The effects of this bill, if it becomes law, will be retroactive. Many who are currently serving sentences could have a reduced sentence imposed and, in some cases, be immediately released from prison.

Aside from its implications for justice, this bill recognizes another reality. The financial cost of the mass incarceration of non-violent drug offenders is staggering. The nation’s prisons are full and, in some cases, overcrowded. The sentencing guidelines that put so many behind razor wire are viewed by many as unaffordable.

In the facilities where I minister, inmates are talking about this bill. When I lead Christian services, we take time to pray for the passage of this bill. For many, that may not seem like much. For those sentenced under the mandatory minimums, the prayers are fervent because the injustice seems so real.


Guilt and innocence

In a memorable scene from the film “The Shawshank Redemption,” Red explains to Andy that every inmate at Shawshank is innocent of the crime for which he was convicted. Such assertions,usually with minor caveats, are more common than one might think: “I did not commit the crime they prosecuted me for. I did break the law at other times, but I did not do what they sent me to prison for.” Or this: “I did not deliberately break any law. I made some wrong choices, took some bad advice. But I did not set out to commit a crime.”

A prison sentence, regardless of the length, brings awful consequences to the life of the convicted and his family. I understand why a man in prison wants to diminish or deny his guilt.
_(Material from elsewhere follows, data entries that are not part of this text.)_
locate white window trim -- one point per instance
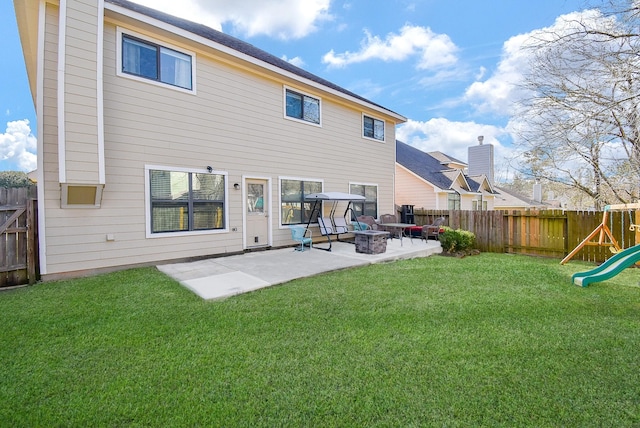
(287, 226)
(147, 201)
(384, 133)
(295, 119)
(377, 186)
(120, 31)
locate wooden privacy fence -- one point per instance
(18, 236)
(549, 233)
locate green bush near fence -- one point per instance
(454, 241)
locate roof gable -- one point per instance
(243, 48)
(423, 165)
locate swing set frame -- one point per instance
(603, 230)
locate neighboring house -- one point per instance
(509, 200)
(437, 181)
(161, 139)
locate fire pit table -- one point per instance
(371, 241)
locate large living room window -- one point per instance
(373, 128)
(370, 204)
(302, 107)
(183, 201)
(148, 60)
(295, 210)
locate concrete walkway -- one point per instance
(222, 277)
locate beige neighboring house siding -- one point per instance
(234, 122)
(413, 190)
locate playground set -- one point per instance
(622, 259)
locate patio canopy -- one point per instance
(333, 196)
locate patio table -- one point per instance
(392, 227)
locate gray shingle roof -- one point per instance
(423, 164)
(433, 168)
(238, 45)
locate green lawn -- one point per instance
(488, 340)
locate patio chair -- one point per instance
(340, 225)
(359, 226)
(298, 234)
(433, 230)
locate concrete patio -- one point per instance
(222, 277)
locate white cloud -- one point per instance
(500, 92)
(433, 50)
(297, 61)
(285, 19)
(454, 139)
(18, 145)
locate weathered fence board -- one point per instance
(548, 233)
(18, 237)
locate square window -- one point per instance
(186, 201)
(303, 107)
(154, 62)
(295, 210)
(373, 128)
(370, 205)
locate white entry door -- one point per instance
(257, 214)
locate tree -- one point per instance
(14, 179)
(581, 124)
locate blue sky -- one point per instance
(446, 65)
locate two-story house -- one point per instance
(161, 139)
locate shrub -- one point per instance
(459, 240)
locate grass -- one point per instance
(488, 340)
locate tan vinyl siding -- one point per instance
(81, 140)
(234, 122)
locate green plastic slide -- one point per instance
(610, 268)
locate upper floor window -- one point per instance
(373, 128)
(154, 62)
(453, 201)
(370, 205)
(302, 107)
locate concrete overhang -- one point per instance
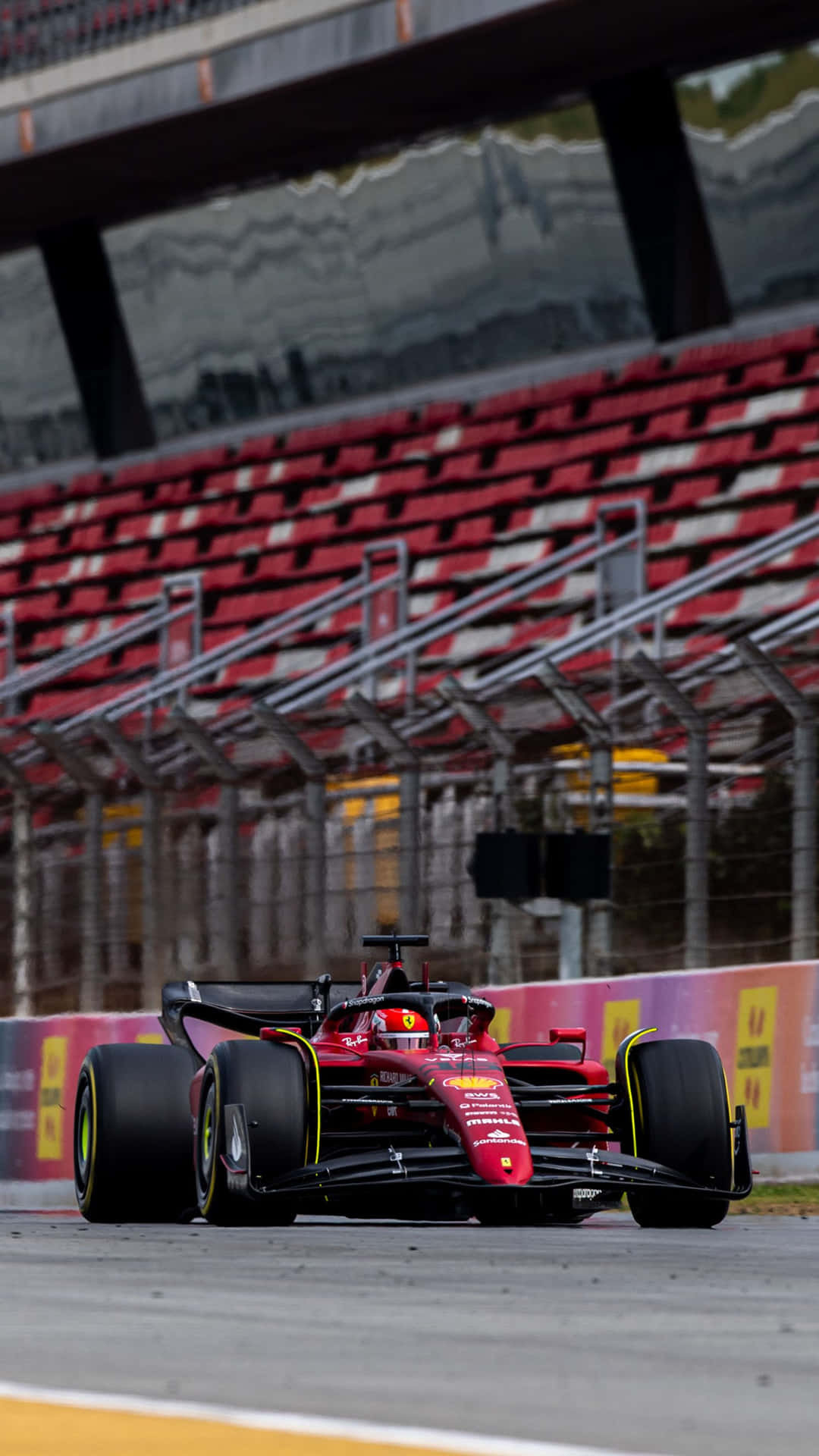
(286, 86)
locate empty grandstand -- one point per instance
(487, 395)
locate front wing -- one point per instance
(447, 1168)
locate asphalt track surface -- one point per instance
(604, 1335)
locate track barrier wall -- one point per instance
(763, 1019)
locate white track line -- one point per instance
(290, 1423)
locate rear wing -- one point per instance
(251, 1005)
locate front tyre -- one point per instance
(268, 1081)
(133, 1134)
(682, 1120)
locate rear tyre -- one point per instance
(133, 1134)
(268, 1081)
(682, 1120)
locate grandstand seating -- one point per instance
(722, 444)
(39, 33)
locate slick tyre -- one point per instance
(682, 1120)
(134, 1134)
(268, 1081)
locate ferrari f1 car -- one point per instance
(391, 1098)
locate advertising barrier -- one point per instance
(763, 1019)
(39, 1062)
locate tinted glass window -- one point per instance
(39, 408)
(455, 255)
(754, 136)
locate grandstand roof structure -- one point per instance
(95, 127)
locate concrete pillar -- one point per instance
(803, 817)
(289, 897)
(153, 919)
(228, 922)
(365, 873)
(191, 899)
(697, 807)
(410, 846)
(659, 194)
(117, 906)
(96, 340)
(261, 918)
(53, 861)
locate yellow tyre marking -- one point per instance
(635, 1037)
(85, 1199)
(216, 1120)
(293, 1036)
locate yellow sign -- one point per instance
(755, 1022)
(52, 1098)
(618, 1019)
It is surely a defensive mechanism that somehow enables one to cling to some hope that a perceived injustice will some day be righted and an especially lengthy prison sentence will be ended on successful appeal.

Still, I am often distressed at the patterns of denial I observe among the men to whom I minister at Canaan. To believe many of them one has to believe that the entire criminal justice system mostly gets it wrong or, worse, is completely corrupt. For me that is a bridge too far. Yes, sometimes the system does get it wrong. Yes, sometimes there is racial bias. Yes, more often than not, the sentences for non-violent offenses are too long. But at the end of the day, most men in prison broke the law. Owning up to that fact without caveats and self-justification, for many, is difficult.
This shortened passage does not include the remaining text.